The Irish government signed up to the recent Glasgow Climate Pact and used the summit to announce a raft of ambitious goals, including the development of 5 gigawatts (GW) of offshore wind energy up to 2030. That would more than double the country’s current onshore and offshore wind power capacity.
Compared to some of its more outlandish ambitions, such as having nearly a million electric vehicles on Ireland’s roads by 2030, the offshore wind target actually seems achievable. After all, the Republic of Ireland’s maritime area extends far into the Atlantic Ocean and is roughly ten times the size of its land area. The total offshore wind resource is enough to comfortably power the country’s electricity needs. Given more than 30 projects with a total capacity of around 29 GW are in various stages of planning, then it does indeed seem the 5 GW target can be reached by 2030.
However, the Irish government has a rather bad track record when it comes to delivering on climate plans and Ireland is currently one of the worst performers in the EU. Rewind back to COP21 in Paris, 2015. The then taoiseach (prime minister) Enda Kenny announced that “We have committed, with our EU partners, to a collective target to reduce greenhouse gas emissions by at least 40% by 2030”. With the same breath he then claimed it was okay if the national cattle herd would grow.
Six years on from Paris, optimistic projections show Ireland will only achieve a 24% reduction of greenhouse gas emissions by 2030, even though a new target of 51% has been agreed. On the other hand, the national cattle herd has indeed grown, with agriculture now accounting for one third of the country’s total emissions.
Ireland stands to gain from offshore wind
The Irish offshore wind industry is still in its infancy, with the 24 megawatt Arklow Bank the only operating wind farm in Irish waters. But the country has a lot to gain. A growing offshore wind sector will help it achieve emissions reduction targets, and will also make Ireland less dependent on the import of energy and shield it against spikes in energy prices on the international markets.
Another benefit is that it will bring new jobs to coastal communities, which will help ease the energy transition. For example, as part of a large floating wind farm project off the coast of County Clare the Moneypoint coal power station is to be transformed into a green energy hub and manufacturing site for floating offshore wind turbines.
Gap between policy and action
But dark clouds are hanging over the Moneypoint project in particular, and the Irish offshore wind industry in general. In November 2021 Equinor, a Norwegian oil and gas giant, announced it was quitting its partnership in Irish offshore wind projects with ESB, an Irish electric utility company. One may question the motives of oil and gas companies for investing in offshore wind, but they are certainly capable of delivering badly needed investments. Part of Equinor’s reason was reportedly “dissatisfaction with Ireland’s regulatory and planning regime”.
The Irish government seems undeterred, saying that it was only one company abandoning the offshore wind market while many others are lined up to take Equinor’s place.
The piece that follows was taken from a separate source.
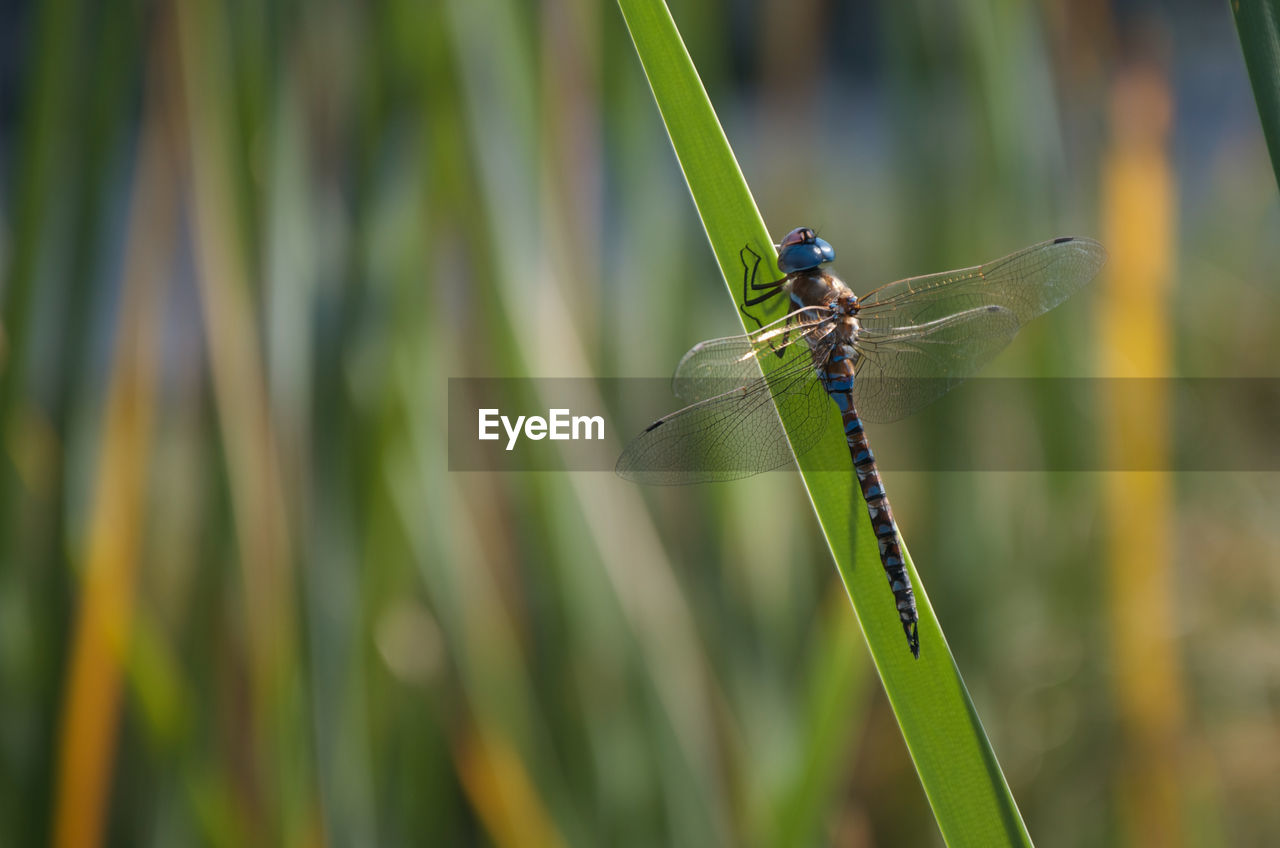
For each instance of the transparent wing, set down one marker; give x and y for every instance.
(736, 432)
(1027, 283)
(904, 369)
(718, 364)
The government intends to hold renewable energy auctions in 2022 and expects to see construction on offshore wind projects starting in 2025. However, both industry advocates and the government’s climate advisers warned this isn’t fast enough and that new legislation was needed to reform the planning and regulatory framework.
A Maritime Area Planning Bill passed into law in December 2021, which would suggest there is some movement on the legislative front. However, the Irish government admits there is still some work ahead to establish an Office of Marine Development Enforcement, develop necessary regulations, and get different state entities to agree on how to engage with the system.
In contrast, the UK government recently announced the development of an additional 12 GW of offshore wind energy. The Netherlands meanwhile, with a maritime area about 15 times smaller than that of Ireland, has announced the development of an additional offshore wind capacity of 11 GW by 2030, doubling its target, while construction of 2 GW is already ongoing.
Clearly Ireland is lagging behind other countries with offshore wind development. Ultimately, it is likely that many of the planned 30 projects will not be built, even with all the required legislation in place. However, at the current pace of legislation it is uncertain if even the 5 GW target will be achieved by 2030.
The coming year will reveal if the Irish government is indeed serious about offshore wind energy by delivering the necessary legislation, and hopefully avoiding another debacle like the Equinor departure.